Jeanette, frisch promovierte Astronomin, macht an einem Teleskop in den chilenischen Anden eine sensationelle Entdeckung, die diversen Gesetzen ihrer Wissenschaft diametral entgegensteht. Sie weiß nicht, ob sie ihre Ergebnisse veröffentlichen soll oder ob sie damit ihrer Karriere schadet. Schließlich tut sie es und hat die gesamte astronomische Welt gegen sich aufgebracht. Sie stürzt in einen Strudel, der schon bald ihr Privatleben mit sich reißt und sie zwischen den Mühlsteinen der Vergangenheit und der Gegenwart zu zermahlen droht. Bilder ihrer Schwester, die unter rätselhaften Umständen in ihrer Kindheit starb, spannen sich vor die Wirklichkeit. Sie sucht den Himmel und die Erde nach ihr ab und verliert sich dabei selbst. Pippa Goldschmidts erster Roman ist zugleich tragische Kindheitsgeschichte und Wissenschaftssatire: Virtuos wechselt er die Erzählebenen, die sich schließlich mehr und mehr vermischen.

Autorenportrait:
Zoë Beck, geboren 1975, wuchs zweisprachig auf und pendelt zwischen Großbritannien und Deutschland. Ihre große Liebe neben der Literatur ist die Musik. Heute arbeitet sie als freie Autorin, Redakteurin und Übersetzerin. Für ihre Romane und Kurzgeschichten wurde sie mehrfach ausgezeichnet, unter anderem mit dem Friedrich-Glauser-Preis.

Leseprobe:
Jeanette könnte genausogut unsichtbar sein. Sie steht auf der Bühne des Hörsaals vor ungefähr zweihundert anderen Astronomen und stellt die Ergebnisse ihrer Doktorarbeit bei der jährlichen britischen Konferenz vor. Aber sie weiß, daß keiner zuhört. Sie macht niemandem einen Vorwurf. Sie würde auch nicht zuhören, wenn sie nicht müßte. Wenn sie nur wüßte, wie sie diese leicht zittrige Stimme in ihrem Kopf ausblenden könnte, die ununterbrochen über Staub in frühen Galaxien redet. Aber jetzt dauert es nicht mehr lange. Sie ist bei der letzten Folie angelangt, die die tatsächlichen Daten zeigt. Das könnte die anderen mehr interessieren. Sie zeigt mit dem roten Punkt ihres Laserpointers auf die Leinwand und hofft, daß er nicht verrät, wie nervös sie ist. Sie versucht, ihnen das Zentrum einer Galaxie zu zeigen, die Stelle, an der sich die Konturen auf der Karte in höchster Intensität verdichten, und der Punkt hüpft herum und weigert sich stillzustehen.
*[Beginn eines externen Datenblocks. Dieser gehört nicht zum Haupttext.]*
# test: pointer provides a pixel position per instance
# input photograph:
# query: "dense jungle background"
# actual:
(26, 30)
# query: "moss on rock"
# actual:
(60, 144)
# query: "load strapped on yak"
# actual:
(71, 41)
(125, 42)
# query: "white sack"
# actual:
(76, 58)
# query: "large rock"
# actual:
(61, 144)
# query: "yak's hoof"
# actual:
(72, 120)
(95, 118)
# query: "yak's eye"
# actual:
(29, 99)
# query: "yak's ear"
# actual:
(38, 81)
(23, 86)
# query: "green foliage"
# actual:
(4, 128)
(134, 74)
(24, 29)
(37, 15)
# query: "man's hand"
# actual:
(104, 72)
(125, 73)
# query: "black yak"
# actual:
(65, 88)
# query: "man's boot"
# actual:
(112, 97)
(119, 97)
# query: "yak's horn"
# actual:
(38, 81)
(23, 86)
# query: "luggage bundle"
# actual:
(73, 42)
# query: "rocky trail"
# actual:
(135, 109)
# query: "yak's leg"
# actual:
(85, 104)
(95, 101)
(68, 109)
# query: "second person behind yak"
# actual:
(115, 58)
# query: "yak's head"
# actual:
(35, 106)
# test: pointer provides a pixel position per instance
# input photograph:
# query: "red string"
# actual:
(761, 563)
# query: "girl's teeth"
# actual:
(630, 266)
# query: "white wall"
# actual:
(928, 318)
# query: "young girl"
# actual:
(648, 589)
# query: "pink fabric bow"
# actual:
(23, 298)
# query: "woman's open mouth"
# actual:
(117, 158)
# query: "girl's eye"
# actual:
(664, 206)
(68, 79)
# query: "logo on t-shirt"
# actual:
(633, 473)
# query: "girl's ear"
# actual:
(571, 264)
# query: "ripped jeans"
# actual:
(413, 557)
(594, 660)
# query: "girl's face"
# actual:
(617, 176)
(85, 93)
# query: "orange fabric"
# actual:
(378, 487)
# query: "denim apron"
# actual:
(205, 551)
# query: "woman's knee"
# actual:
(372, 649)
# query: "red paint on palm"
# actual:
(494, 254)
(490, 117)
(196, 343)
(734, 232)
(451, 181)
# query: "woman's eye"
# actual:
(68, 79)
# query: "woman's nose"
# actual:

Vielleicht ist es ganz egal. Sie hat gerade ihre Doktorarbeit abgeschlossen, sie soll ja jung und eingeschüchtert sein, wenn sie auf einer solchen Konferenz spricht. Aber diese Folie interessiert sie auch nicht. Ein paar arbeiten an ihren Laptops, andere reden miteinander. Einige spielen an ihren Handys herum, lesen das Konferenzprogramm oder sogar die Zeitung. Ihr Chef, der Todesstern, schläft. Das war zu erwarten. Er sitzt immer in der ersten Reihe und schläft. Er wacht erst am Ende auf und stellt eine fürchterlich relevante Frage. Sie überlegt, was er heute fragen könnte. Es reicht nämlich nicht, den Vortrag im Flüsterton zu halten und ignoriert zu werden. Die Erfahrung ist ohne das Frageritual im Anschluß nicht vollständig. Das (vornehmlich männliche) Publikum muß die Möglichkeit zu einem verbalen Schwanzvergleich erhalten. Sie kommt zum Ende, schaltet den Laser aus, steht da und wartet. Sie muß nicht lange warten. Warum haben Sie keine sichtbaren Wellenlängen sowie Infrarot benutzt? kommt von jemandem, der offenbar auf seinem Handy ein Spiel gespielt und eindeutig nicht beim Hauptteil ihres Vortrags zugehört hat, bei dem es um den Vergleich von sichtbaren und Infrarotbildern ging. Haben Sie eine alternative Erklärung Ihrer Resultate in Betracht gezogen?